On me l’a dit : il faut que je me venge.
Là-dessus, au fond des forêts
Le Loup l’emporte, et puis le mange,
Sans autre forme de procès.
- Jean de La Fontaine 1621 – 1695
Le Loup et l’Agneau
Le loup querellait un agneau
Qui ne savait pas troubler l’eau ;
À tous coups l’injuste puissance
Opprime la faible innocence.
L’agneau n’alléguait rien pour sa juste défense,
Qui ne mit le loup dans son tort ;
Mais il ne savait pas qu’opprimer l’innocence,
C’est le droit du méchant, quand il est le plus fort.
- Issac de Benserade 1612 – 1691
Le Loup et l’Agneau
Robin, gentil moutonnet.
Menacé de pulmonie,
Par régime étoit au laie
Et gardoit la bergerie.
Le Loup en fut informé;
Il va gratter à fa porte :
Comment est-ce qu’on se porte
N’est-on point trop renfermé?
Est-il dit que l’on ne forte
Si-tôt qu’on est enrhumé ?
Je fais une herbe divine.
Plus douce que serpolet,
Dont je garantis l’effet.
Pour tous les maux de poitrine :
J’y mènerai Robinet,
Et vous le guérirai net.
De l’avis ni de l’escorte
Je ne veux en nulle sorte,
Du garde et du médecin
Grand merci, reprit Robin ;
Dussé-je mourir au gîte,
J’en préfère le danger :
Si le Loup veut m’obliger,
C’est de s’en aller bien vite.
- Jean-Jacques Boisard 1744 – 1833
Le Loup et l’Agneau
Le loup( bas).
Suivons le cours de ce ruisseau.
Quelque brebis, par aventure,
Peut venir en ce lieu chercher une onde pure…

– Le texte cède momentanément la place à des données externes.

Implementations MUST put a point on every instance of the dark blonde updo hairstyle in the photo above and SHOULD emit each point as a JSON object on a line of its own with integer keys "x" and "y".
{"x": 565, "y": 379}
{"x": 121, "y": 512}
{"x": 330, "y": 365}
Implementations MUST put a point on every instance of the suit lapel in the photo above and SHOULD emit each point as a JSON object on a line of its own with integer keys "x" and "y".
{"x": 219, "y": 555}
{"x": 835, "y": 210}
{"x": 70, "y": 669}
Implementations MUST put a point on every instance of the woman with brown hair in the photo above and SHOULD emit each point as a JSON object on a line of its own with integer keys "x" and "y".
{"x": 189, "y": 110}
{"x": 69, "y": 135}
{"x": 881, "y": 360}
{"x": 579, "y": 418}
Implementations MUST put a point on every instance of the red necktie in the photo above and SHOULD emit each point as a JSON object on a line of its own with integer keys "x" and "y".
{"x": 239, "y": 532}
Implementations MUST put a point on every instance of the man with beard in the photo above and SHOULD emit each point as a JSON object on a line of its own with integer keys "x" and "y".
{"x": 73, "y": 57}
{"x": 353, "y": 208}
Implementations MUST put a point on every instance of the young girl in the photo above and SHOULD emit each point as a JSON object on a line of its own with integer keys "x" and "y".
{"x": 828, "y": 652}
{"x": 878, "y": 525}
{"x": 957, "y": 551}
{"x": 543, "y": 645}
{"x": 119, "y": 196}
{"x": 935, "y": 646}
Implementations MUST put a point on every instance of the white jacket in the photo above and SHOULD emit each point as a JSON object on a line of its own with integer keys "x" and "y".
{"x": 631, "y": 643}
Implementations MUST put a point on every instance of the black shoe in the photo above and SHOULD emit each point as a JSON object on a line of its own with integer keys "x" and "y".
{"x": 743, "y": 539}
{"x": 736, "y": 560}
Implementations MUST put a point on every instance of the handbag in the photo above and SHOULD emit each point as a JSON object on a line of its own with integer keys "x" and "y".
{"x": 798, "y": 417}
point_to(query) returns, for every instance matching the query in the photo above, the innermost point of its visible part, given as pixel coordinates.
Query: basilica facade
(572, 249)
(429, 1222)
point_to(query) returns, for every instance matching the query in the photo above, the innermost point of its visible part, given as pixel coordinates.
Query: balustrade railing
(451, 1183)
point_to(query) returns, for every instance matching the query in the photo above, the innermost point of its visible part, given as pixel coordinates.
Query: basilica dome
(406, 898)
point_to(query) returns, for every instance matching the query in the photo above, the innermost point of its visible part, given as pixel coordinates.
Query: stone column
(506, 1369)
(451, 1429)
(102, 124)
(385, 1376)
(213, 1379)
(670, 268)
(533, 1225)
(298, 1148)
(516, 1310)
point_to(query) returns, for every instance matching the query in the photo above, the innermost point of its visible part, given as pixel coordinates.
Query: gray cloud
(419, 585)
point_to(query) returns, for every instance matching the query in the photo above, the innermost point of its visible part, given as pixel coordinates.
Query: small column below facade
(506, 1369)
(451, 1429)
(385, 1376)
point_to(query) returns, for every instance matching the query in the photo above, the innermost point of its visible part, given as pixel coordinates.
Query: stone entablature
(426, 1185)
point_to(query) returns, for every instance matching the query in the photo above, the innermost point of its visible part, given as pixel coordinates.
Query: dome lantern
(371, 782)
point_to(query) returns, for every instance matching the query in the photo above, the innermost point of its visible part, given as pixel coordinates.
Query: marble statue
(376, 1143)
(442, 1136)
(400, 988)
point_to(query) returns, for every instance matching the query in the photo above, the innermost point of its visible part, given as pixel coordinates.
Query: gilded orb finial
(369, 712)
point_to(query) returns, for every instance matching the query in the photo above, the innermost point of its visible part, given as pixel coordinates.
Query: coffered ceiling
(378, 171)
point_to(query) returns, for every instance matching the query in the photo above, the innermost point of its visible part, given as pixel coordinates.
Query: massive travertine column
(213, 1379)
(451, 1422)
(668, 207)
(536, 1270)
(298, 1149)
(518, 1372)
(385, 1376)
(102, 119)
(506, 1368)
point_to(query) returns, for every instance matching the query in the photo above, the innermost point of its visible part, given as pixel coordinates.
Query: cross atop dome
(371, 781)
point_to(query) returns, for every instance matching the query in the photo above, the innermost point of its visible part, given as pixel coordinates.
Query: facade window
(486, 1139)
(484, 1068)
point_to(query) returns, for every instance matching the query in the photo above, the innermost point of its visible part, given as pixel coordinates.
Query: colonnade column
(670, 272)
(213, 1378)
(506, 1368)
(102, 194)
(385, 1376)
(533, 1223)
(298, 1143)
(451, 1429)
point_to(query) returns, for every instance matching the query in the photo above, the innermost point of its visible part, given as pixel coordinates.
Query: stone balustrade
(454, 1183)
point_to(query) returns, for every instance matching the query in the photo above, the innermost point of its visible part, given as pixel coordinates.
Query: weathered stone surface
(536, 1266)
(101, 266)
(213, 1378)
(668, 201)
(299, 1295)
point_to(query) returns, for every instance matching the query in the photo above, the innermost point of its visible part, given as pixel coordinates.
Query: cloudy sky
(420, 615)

Justement! je vois un agneau.
Je suis à jeun, de faim j’enrage.
(Haut.)
Qui te rend si hardi de troubler mon breuvage ?
l’agneau.
Sire, que Votre Majesté
Ne se mette pas en colère;
Mais plutôt qu’elle considère
Que je me vas désaltérant
Dans le courant,
Plus de vingt pas au-dessous d’elle;
Et que, par conséquent, en aucune façon
Je ne puis troubler sa boisson.
Le Loup. Tu la troubles, te dis-je, animal sans cervelle!
Et je sais que de moi tu médis l’an passé.
L’Agneau.
Comment l’aurais-je fait si je n’étais pas né?
Informez-vous ; je tette encor ma mère,
Le Loup.
Si ce n’est toi, c’est donc ton frère.
L’Agneau.
Je n’en ai point.
Le Loup.
C’est donc quelqu’un des tiens ;
Car vous ne m’épargnez guère,
Vous, vos bergers, et vos chiens,
On me l’a dit; il faut que je te mange.
l’agneau. Cruel! tôt ou tard le ciel venge
L’innocence opprimée, et frappe les méchants ;
Ses plus terribles coups sont pour les plus puissants.
- Champeau, Louis-Dominique 1817-
Le Loup et l’Agneau. (la suite)
Le fort peut écraser le faible sans défense;
Mais il ne prescrit pas contre la Providence,
Qui venge tôt ou tard les droits de l’innocence.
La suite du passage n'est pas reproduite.